Mal nodded back. “All kinds of things. What brings you here?”
“He’s got big news.” Fi strolled through the room and climbed into the chair near the back wall of sliding glass doors.
“Fi.” Doc raised his brows. He could do without the help.
She shrugged and picked up a fashion magazine from the nearby table, tapping the cover to animate the model on the front. Fi and clothes. They were her drug.
Mal swallowed and rested his glass on his leg. “What is it? I don’t know how much more news we can deal with right now.”
Chrysabelle took a seat on the couch near Mal. “He’s right. If this isn’t important, it’s going to have to wait.”
Exhaling hard, Doc shoved his hands in his pockets. “It’s pretty big. Unless you don’t consider a vampire child news.”
Silence deafened the room. Mal broke it first. “There’s no such thing.”
“Yeah, there is. Saw it with my own eyes.” He glanced at Fi. She lowered the magazine to give him a reassuring smile. “It’s Preacher’s kid. His and one of Dominic’s comarré. I think her name’s Julia. She might be—”
“Dead,” Creek finished. “She is.”
Doc squinted at the man. “How you know that?”
“I found her. She died in my arms. Badly attacked.”
The man had a way of getting involved in all kinds of things he didn’t belong involved in. “When?”
“Last night. Are you sure she’s the mother of this child?”
Doc shrugged. “Pretty sure. Preacher asked me if I was the one who killed his Julia. I saw him with a comarré earlier, so I have to assume that’s her.”
“You were at Preacher’s?” Mal’s index finger tapped the glass of blood.
Doc sat on the far arm of Creek’s sofa and nodded.
“When?” Mal’s tone was less question, more demand.
“Last night.”
“That’s when you first saw this vampire child?”
“No. Before then.” Might as well come clean. “The night Fi and I used the spell Aliza gave me.”
“Wait.” Chrysabelle tipped her head. “What do you mean you and Fi used it?

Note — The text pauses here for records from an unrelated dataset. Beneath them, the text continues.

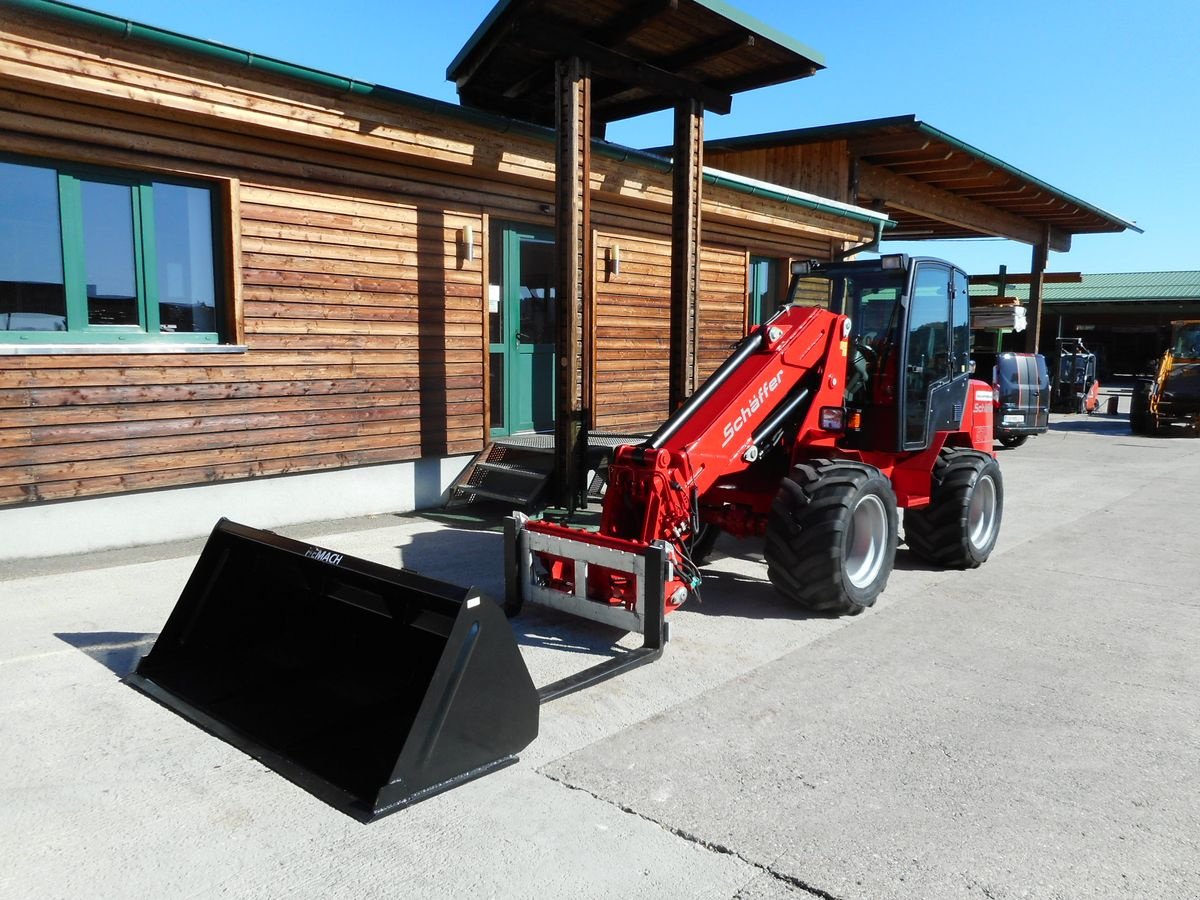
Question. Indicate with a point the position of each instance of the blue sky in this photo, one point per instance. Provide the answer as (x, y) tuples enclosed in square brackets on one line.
[(1098, 97)]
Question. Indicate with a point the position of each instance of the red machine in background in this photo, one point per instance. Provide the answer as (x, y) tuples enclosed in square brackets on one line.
[(820, 426)]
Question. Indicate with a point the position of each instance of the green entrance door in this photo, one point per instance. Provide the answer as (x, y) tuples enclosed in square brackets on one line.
[(523, 328)]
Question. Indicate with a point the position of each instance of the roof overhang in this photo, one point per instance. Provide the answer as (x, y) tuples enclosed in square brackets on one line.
[(646, 55), (936, 186)]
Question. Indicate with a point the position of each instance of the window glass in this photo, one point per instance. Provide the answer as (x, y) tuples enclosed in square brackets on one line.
[(105, 256), (108, 253), (33, 294), (539, 313), (928, 359), (961, 325), (763, 289), (183, 226)]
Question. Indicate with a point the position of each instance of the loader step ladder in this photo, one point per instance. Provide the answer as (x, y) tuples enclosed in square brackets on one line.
[(516, 471)]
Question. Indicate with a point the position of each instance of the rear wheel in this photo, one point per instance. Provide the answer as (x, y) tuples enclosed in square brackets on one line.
[(961, 522), (832, 535)]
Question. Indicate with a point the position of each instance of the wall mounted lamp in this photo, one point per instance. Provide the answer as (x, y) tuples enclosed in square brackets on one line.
[(468, 244), (615, 259)]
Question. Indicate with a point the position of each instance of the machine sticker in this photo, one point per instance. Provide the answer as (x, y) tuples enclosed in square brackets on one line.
[(750, 407), (324, 556)]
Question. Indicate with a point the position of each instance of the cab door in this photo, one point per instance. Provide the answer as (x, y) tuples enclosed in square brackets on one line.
[(937, 349)]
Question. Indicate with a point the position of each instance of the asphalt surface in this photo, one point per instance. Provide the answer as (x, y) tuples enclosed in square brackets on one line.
[(1024, 730)]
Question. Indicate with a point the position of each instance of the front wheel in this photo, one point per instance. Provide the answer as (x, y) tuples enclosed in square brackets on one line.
[(832, 535), (961, 523)]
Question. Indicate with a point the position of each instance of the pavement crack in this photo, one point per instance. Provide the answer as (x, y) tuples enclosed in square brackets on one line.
[(791, 880)]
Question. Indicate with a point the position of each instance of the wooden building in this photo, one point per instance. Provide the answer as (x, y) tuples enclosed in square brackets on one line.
[(217, 267)]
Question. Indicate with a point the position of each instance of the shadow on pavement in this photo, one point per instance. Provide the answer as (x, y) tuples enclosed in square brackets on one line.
[(1093, 425), (117, 651)]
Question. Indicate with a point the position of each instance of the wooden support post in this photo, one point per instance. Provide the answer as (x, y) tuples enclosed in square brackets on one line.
[(1001, 289), (573, 246), (1037, 277), (685, 191)]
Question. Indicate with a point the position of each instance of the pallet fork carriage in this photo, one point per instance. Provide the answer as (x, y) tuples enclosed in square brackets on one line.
[(375, 688)]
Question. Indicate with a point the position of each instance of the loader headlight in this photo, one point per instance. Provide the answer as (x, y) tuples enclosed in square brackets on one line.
[(833, 419)]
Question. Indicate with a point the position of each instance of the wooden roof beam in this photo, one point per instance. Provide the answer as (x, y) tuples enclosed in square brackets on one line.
[(682, 60), (551, 39), (904, 193), (633, 22)]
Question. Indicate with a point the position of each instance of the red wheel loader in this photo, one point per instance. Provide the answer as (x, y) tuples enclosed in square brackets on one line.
[(376, 688), (817, 430)]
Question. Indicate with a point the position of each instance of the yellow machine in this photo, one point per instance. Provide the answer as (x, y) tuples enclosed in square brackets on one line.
[(1171, 399)]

That was for Fi alone, to get her out of that death loop.”
Doc sighed a curse and closed his eyes. Any second now the lectures would start.
“It was my idea,” Fi said. “I made him go through the smoke.”
Doc opened his eyes, wondering if the gratitude he felt showed on his face. Still, he wasn’t going to let Fi take the fall for his actions. “It was my decision.”
Mal growled. “It was a stupid decision. You have no idea what kind of dark magic that old witch could have worked on you.”
Doc shrugged like he didn’t care. Like he wasn’t already thinking Aliza had gotten ahold of him through his dreams. “What’s done is done. Can’t change it now.”
“So… your curse?” Chrysabelle looked from him to Fi and back again. “Are you better? Can you shift?”
“Sure can.” He rubbed a hand over his scalp, dreading the next part. “Been having nightmares, though. That’s how I ended up at Preacher’s last night. Had to see for myself that what I dreamed wasn’t real. But now I know it was.” He moved off the sofa arm onto the cushion, then raised his head to stare directly at Creek. “You said she was badly attacked, but it was more than that, wasn’t it? She was torn up, wasn’t she? Shredded.”
“The comarré?” Creek nodded. “Yes. Like someone tried to strip the gold from her skin. Almost did it, too.”
“Exactly the way I saw it.” Doc dropped his head into his hands. The nightmare replayed itself like news footage.